Fresno County department heads and senior managers were awarded hefty raises Tuesday over the objections of county employees who said they are still reeling from wage cuts.
Raises for 14 department heads -- averaging about 9% -- go into effect Monday. They include a nearly $35,000 annual increase -- from $178,525 to $213,356 -- for John Navarrette, county administrative officer.
County supervisors supporting the raises -- Debbie Poochigian, Judy Case McNairy and Phil Larson -- said they feared that the county's comparative low pay has created a dearth of applicants for open positionsin the top jobs.
They also are concerned about the loss of capable people to replace departing managers.
But Supervisor Henry R. Perea, who opposed the plan, said approving raises for managers without doing the same for rank-and-file workers dilutes the board's "moral ability to lead."
"It's not that they don't deserve it, it's the timing of this ... We should wait for this until we finish negotiations and give everyone their money."
Board Chairman Andreas Borgeas, who also opposed the plan, said he favored phasing in the raises over a couple years rather than all at once. He suggested putting the new salaries into effect on July 1, the start of the next budget year.
Supervisors favoring the raises said that county managers' increases have been paltry when compared to hikes given to other county employees since 2005. They compared managers' salaries to neighboring counties as a basis for the hikes.
Poochigian said the raises did not place Fresno County managers near the top, but inched them from the bottom to the middle of a salary list of comparable counties.
"We are having a retention issue, we are having a recruitment issue and our senior management and appointed department heads are at the very bottom of any increases since 2005," she said. "This is an effort to be fair."
Coroner David Hadden said he was concerned about "retirement spiking," saying that the $35,000 raise for Navarrette will total $700,000 over 20 years after he retires.
But the majority of supervisors cited a chart that showed top management employees got average raises of 5.5% since 2005; raises for other employee groups ranged from 9% to 19% during the same period.
Retaining top managers is a major concern, said Beth Bandy, county personnel services director, and the county has not had a large response to recruitment efforts.
And those hiring efforts were necessary, she said, because "we have had eight (top management) vacancies in less than two years."
There are four open jobs now, and a fifth will open next month when the county counsel position becomes vacant.
Fresno County has fewer departments than many smaller counties, which is an indication how hard top county managers work and how efficiently the county is run, Bandy said.
It's no secret that Fresno County pays lower salaries to employees who are qualified for similar jobs in other counties, she said.
"I get calls about our department heads, from headhunter agencies and other counties," Bandy said. "They say 'We pay more than you do and we are going after your people.' "
Knowing managers were getting lower raises didn't make employees feel any better, especially among thousands of employees who in 2011 took a 9% pay cut.
County employee Alysia Bonner, who also serves as Region 4 vice president for the 4,900 workers in the Service Employees International Union, said this "hasty agreement for a few" will affect ongoing negotiations with county employees to restore some of their pay cuts.
"They are losing the respect of their most valuable resource, their workers, who not only work in the community, but serve the community," she said.
County worker Marie Cortez said her fellow employees have been hit hard and struggled with less food in their cupboards and foreclosed homes after pay cuts were imposed by supervisors in 2011.
"How can you consider giving the CAO a raise that is more than my yearly salary?" she said. "Shame on whoever can vote yes on these raises."
In September, investigators in the district attorney's office took a 9.5% pay cut, said investigator Randy Waltz.
It's led to resignations and accelerated retirements of experienced investigators, he said.
"Recruitment efforts have filled less than half the vacancies," he said.
Waltz told supervisors he would favor pay hikes for managers if employees could be reassured that their pay cuts will be restored.
In other action, supervisors postponed a discussion on changing the county's ordinance on First 5 Fresno County.
The agency is independent and funded by California's tobacco tax, but supervisors appoint its commissioners and have some limited say over it.

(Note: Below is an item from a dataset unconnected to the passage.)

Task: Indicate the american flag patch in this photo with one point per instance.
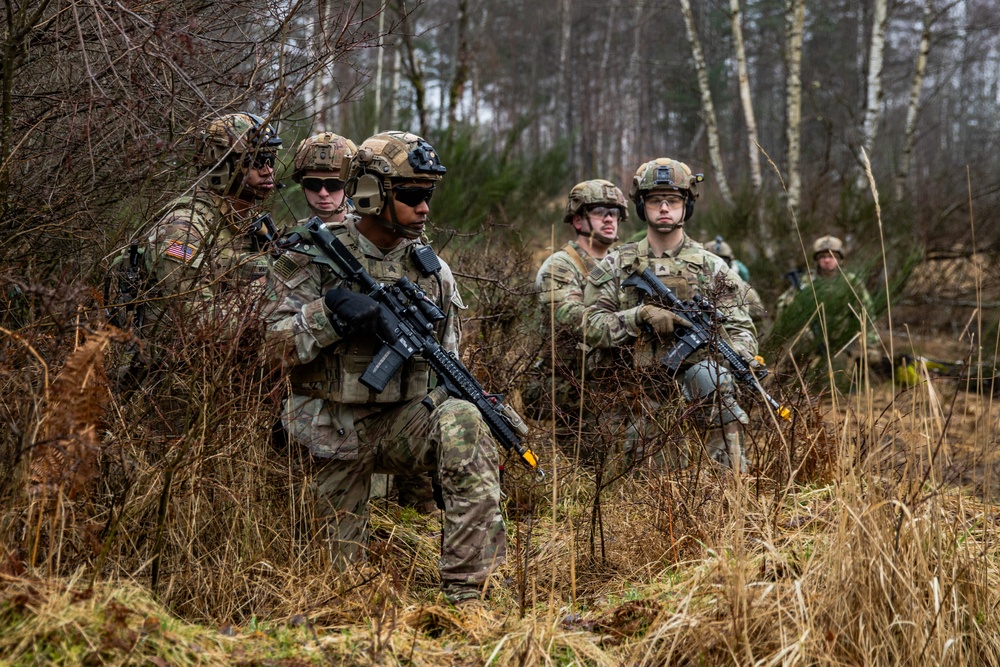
(181, 251)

First 5's mission is to bolster health and education programs for families and their children from birth to age 5.
County staff had proposed some modest changes, but then Poochigian produced a document with four pages of additional proposed changes. She then asked that the item be postponed indefinitely so her suggestions can be reviewed.
First 5 has been a lightning rod for months and has come under fire from Poochigian, Case McNairy and -- to a somewhat lesser extent -- Larson.

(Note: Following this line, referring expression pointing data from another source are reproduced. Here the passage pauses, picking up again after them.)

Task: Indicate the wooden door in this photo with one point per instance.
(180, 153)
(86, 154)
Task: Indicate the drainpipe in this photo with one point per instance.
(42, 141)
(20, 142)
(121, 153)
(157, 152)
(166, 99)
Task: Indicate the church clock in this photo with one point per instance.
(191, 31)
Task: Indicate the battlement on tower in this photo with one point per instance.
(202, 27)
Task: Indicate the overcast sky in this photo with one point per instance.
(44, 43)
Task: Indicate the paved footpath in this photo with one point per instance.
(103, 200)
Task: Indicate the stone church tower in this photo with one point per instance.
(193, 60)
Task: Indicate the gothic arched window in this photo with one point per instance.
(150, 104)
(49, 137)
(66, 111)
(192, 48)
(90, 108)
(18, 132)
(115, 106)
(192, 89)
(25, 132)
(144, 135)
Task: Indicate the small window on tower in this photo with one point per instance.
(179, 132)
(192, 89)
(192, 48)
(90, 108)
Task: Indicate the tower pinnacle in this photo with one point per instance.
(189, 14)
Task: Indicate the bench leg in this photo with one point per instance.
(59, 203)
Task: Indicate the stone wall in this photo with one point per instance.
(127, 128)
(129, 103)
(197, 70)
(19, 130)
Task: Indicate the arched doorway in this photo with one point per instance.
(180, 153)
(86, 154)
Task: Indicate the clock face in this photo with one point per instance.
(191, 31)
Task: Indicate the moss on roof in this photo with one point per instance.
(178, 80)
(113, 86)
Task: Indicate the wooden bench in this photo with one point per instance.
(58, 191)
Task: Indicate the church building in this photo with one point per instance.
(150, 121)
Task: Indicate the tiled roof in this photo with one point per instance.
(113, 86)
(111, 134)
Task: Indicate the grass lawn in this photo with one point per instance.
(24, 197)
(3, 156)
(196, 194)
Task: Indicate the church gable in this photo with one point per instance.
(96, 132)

The biggest point of contention is First 5's $15 million downtown headquarters. Poochigian, Case McNairy and Larson have said the building is too costly and will take money from children the agency is supposed to serve.

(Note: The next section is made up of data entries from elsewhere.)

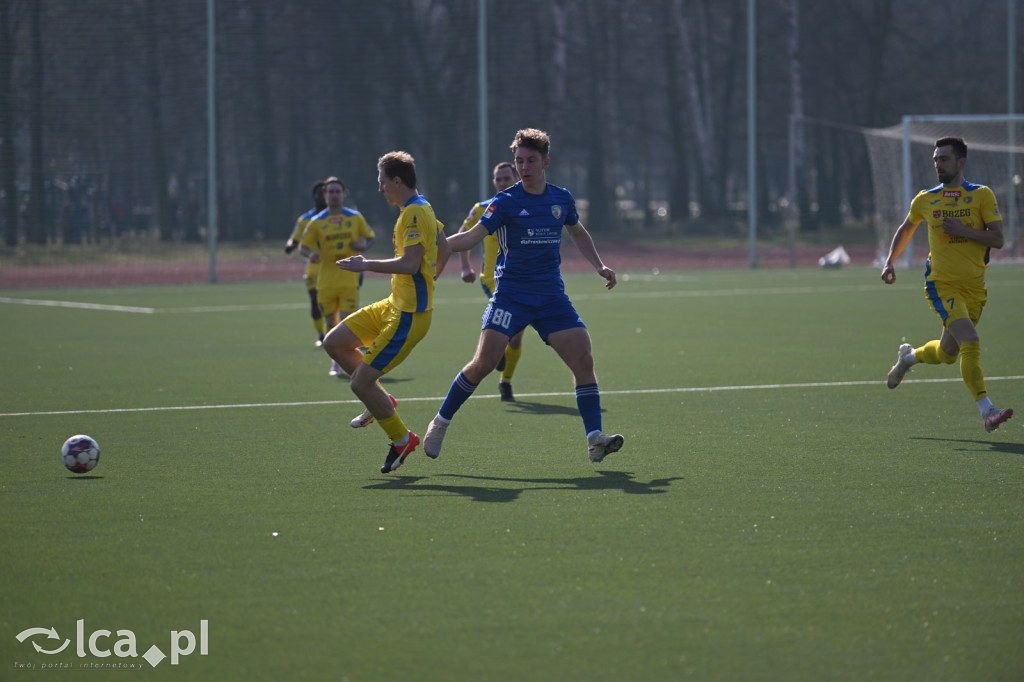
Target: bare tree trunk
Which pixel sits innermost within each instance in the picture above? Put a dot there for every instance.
(38, 220)
(155, 103)
(799, 148)
(679, 187)
(268, 187)
(701, 111)
(8, 163)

Construction began last week. Groundbreaking is scheduled for Friday.
Supervisors also supported a plan that will redirect revenue in a way to keep more money for the county's Department of Public Health services under the Affordable Care Act.
But even with revenue through the new program, the county will get less money than in previous years to pay for health services, including health care for undocumented immigrants, officials said.